Jawan Jamison

No. 44, 47
- Position: Running back

Personal information
- Born: November 23, 1991 (age 34) Starke, Florida, U.S.
- Listed height: 5 ft 7 in (1.70 m)
- Listed weight: 203 lb (92 kg)

Career information
- High school: Jacksonville (FL) Bolles
- College: Rutgers
- NFL draft: 2013: 7th round, 228th overall pick

Career history
- Washington Redskins (2013); Pittsburgh Steelers (2014)*; Bismarck Bucks (2017);
- * Offseason or practice squad member only

Awards and highlights
- Second-team All-Big East (2012);
- Stats at Pro Football Reference

= Jawan Jamison =

American football player (born 1991)

Jawan Jamison (born November 23, 1991) is an American former football running back. He played college football for Rutgers University. He was selected in the seventh round of the 2013 NFL draft by the Washington Redskins.

==Early life==
Jamison attended The Bolles School in Jacksonville, Florida, where he played football and ran track. He was teammates with John Theus. He led Bolles to back-to-back Florida Class 2A state championships in 2008 and 2009. As a senior; Jamison rushed for over 1,700 yards and scored 17 touchdowns.

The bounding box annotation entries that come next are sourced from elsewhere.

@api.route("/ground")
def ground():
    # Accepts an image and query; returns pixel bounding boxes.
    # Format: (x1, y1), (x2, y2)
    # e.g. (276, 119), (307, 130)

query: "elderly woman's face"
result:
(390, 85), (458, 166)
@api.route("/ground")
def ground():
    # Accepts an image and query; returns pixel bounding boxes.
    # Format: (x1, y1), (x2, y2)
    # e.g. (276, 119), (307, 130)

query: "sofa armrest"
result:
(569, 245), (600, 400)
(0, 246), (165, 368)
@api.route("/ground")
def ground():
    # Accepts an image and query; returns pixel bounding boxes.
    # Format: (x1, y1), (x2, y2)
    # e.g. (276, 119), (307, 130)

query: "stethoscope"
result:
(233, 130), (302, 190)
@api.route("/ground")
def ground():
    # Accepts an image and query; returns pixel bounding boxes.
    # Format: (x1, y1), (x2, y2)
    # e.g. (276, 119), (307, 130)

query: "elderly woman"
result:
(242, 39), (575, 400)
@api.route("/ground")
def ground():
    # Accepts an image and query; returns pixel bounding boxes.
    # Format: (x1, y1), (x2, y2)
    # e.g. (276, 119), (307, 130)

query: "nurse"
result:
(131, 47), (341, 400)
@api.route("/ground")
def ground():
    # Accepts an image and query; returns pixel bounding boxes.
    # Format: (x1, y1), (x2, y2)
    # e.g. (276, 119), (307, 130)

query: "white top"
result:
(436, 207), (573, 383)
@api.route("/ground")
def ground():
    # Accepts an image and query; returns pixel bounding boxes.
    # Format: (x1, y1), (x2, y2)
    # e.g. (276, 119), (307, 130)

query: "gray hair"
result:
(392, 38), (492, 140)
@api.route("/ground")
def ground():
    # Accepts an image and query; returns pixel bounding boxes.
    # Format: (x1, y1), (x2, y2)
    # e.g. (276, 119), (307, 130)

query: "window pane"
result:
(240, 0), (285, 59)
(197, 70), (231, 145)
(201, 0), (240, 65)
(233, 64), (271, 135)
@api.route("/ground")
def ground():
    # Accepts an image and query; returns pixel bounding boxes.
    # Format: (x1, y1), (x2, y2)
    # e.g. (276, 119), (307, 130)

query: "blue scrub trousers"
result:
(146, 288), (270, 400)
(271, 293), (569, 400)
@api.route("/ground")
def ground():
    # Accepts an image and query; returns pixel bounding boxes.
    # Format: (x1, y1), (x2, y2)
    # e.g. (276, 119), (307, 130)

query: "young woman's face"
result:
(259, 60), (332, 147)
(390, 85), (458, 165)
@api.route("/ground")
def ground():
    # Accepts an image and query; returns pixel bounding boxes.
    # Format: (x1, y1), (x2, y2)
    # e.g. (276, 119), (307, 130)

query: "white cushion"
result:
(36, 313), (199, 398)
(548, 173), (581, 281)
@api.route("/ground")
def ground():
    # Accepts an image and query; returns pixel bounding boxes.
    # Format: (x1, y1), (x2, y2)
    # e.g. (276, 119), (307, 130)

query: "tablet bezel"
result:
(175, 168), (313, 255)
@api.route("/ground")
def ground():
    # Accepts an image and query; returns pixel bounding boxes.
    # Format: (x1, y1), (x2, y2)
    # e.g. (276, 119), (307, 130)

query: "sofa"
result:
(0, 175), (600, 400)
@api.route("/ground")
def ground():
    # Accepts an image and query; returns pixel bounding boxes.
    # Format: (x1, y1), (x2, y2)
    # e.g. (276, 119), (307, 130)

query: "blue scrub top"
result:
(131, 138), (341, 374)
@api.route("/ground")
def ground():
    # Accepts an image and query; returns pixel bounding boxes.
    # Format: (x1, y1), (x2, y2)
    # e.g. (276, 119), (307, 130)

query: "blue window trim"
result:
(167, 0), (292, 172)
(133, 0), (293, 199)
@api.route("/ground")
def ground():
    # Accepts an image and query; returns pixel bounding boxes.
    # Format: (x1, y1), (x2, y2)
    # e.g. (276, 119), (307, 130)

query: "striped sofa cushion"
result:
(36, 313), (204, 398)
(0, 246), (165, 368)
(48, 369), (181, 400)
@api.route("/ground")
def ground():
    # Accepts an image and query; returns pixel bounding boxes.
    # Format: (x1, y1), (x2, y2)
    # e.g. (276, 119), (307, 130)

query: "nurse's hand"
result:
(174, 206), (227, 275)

In track & field, Jamison was a standout sprinter. He posted a personal-best time of 10.87 seconds in the 100 meters. He was also a member of the 4 × 100 m (42.79 s) relay squad.

Considered a three-star recruit by Rivals.com, he was rated as the 21st all-purpose back in the nation. He accepted a scholarship from Rutgers over offers from Florida Atlantic and Northern Illinois.

==College career==
Jamison redshirted his first year and spent his time on the scout team. As a redshirt freshman in 2011, Jamison rushed for 897 yards on 231 carries with nine touchdowns. He was the MVP of the 2011 Pinstripe Bowl after rushing for 131 yards on 27 carries with two touchdowns. As a redshirt sophomore in 2012, he rushed for 1,054 yards on 242 carries four touchdowns. Jamison elected to not finish two years of eligibility and enter the 2013 NFL draft. Most draft boards have Jamison projected as a third round pick.

==Professional career==
===Pre-draft===
Jamison was considered one of the best running backs in his class.

Pre-draft measurables
| Height | Weight | Arm length | Hand span | 40-yard dash | 10-yard split | 20-yard split | Vertical jump | Broad jump | Bench press |
| 5 ft 8 in (1.73 m) | 203 lb (92 kg) | 29 in (0.74 m) | 83⁄8 | 4.68 s | 1.63 s | 2.60 s | 29 in (0.74 m) | 9 ft 2 in (2.79 m) | 20 reps |
All values from NFL Combine.

===Washington Redskins===
Jamison was selected by the Washington Redskins in the seventh round (228th overall) of the 2013 NFL draft. He officially signed a four-year contract with the team on May 16, 2013. The Redskins waived him on August 31, 2013, for final roster cuts before the start of 2013 season, he was signed to the team's practice squad the next day. On December 10, 2013, Jamison was added to the Redskins active roster, after a season-ending injury to running back Evan Royster. He was released on March 4, 2014.

===Pittsburgh Steelers===
Jamison was signed by the Pittsburgh Steelers on August 1, 2014. He was waived on August 11.

===Bismarck Bucks===
On January 7, 2017, Jamison signed with the Bismarck Bucks of Champions Indoor Football (CIF). Jamison was suspended on March 8, 2017, and was released March 9, 2017, appearing in just one game for the Bucks.